Apropos Reform: Eine solche aus dem Jahr 2020 sorgt derzeit für Diskussionen, und zwar die Zusammenlegung der Krankenkassen. Mehrere Landeshauptleute kritisieren die Reform, unter anderem Vorarlbergs Landeshauptmann Markus Wallner. Er fordert mehr Spielräume für Länderkassen. War die Reform ein Fehler?

Stocker Nein. Und niemand möchte, dass wir die Zahl der Kassen wieder von fünf auf 21 erhöhen. Das Ziel muss weiterhin lauten, dass die Ziele der Reform erreicht werden und die Versorgungssicherheit verbessert wird. Natürlich geht es auch um die Frage der Finanzierungsströme. Das ist ein Thema, das wir in einer Reformpartnerschaft zwischen Bund, Ländern und Gemeinden angehen werden.

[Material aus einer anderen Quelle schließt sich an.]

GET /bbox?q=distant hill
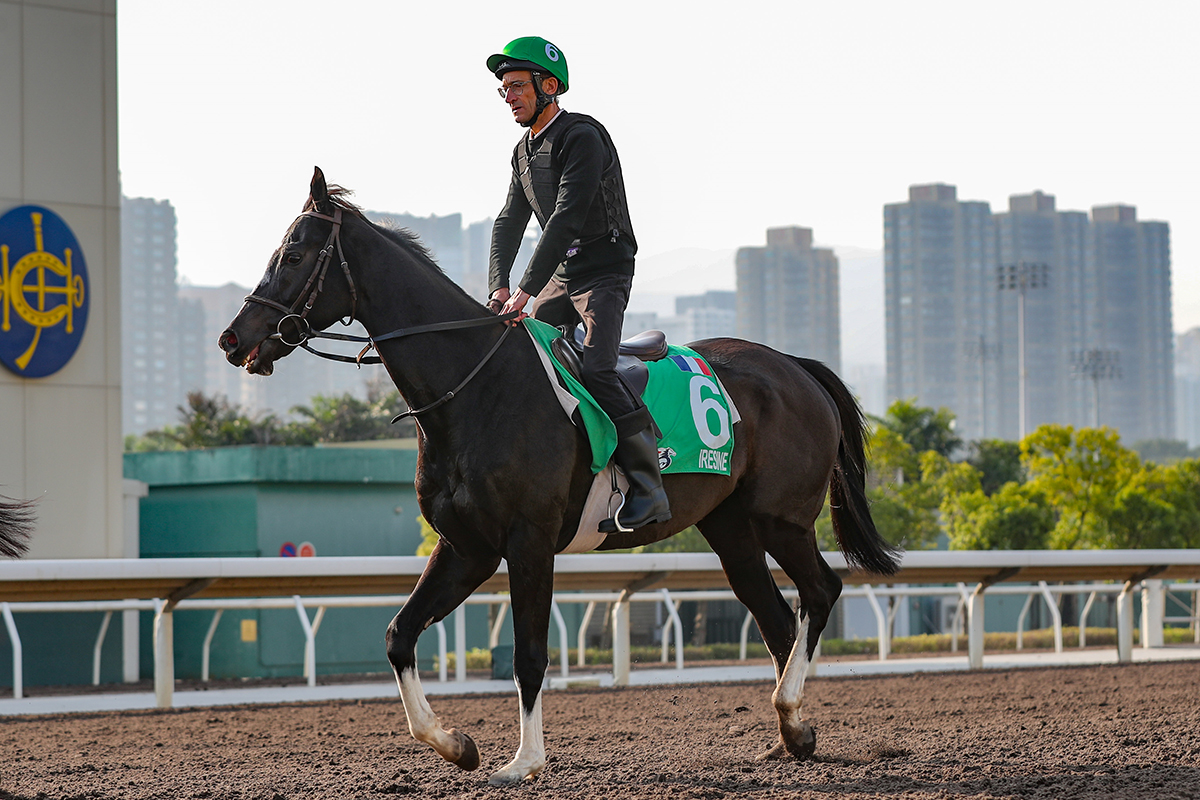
[629,245,887,366]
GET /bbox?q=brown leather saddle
[550,325,667,397]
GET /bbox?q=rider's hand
[496,289,530,324]
[487,287,509,317]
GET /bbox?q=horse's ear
[308,167,334,213]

Der frühere Gesundheitsminister Johannes Rauch sieht die geteilten Finanzierungsströme als einen der Hauptgründe, weshalb das Gesundheitssystem im Land nicht reformiert werden kann.

Stocker Das ist eine späte Einsicht.

Er sagt auch, jetzt wäre der richtige Zeitpunkt, dieses Thema anzugehen. Wenn Sie absolut freie Hand hätten, würden Sie eine Finanzierung aus einer Hand befürworten?

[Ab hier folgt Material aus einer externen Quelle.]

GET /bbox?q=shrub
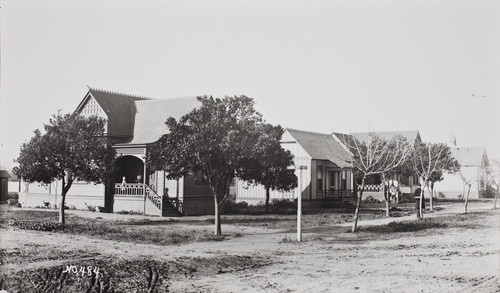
[270,199,297,209]
[481,185,497,198]
[7,198,18,206]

Stocker In Österreich gibt es diese absolute freie Hand nicht. In unserem System dauert es manchmal etwas länger und ist manchmal etwas komplizierter, aber daraus hat sich oft eine bessere Lösung entwickelt. Ich komme aus der Kommunalpolitik, kenne die Landes- und Bundesebene und bin ein Freund des Interessenausgleichs. Weder der pure Föderalismus noch der pure Zentralismus ist die Lösung.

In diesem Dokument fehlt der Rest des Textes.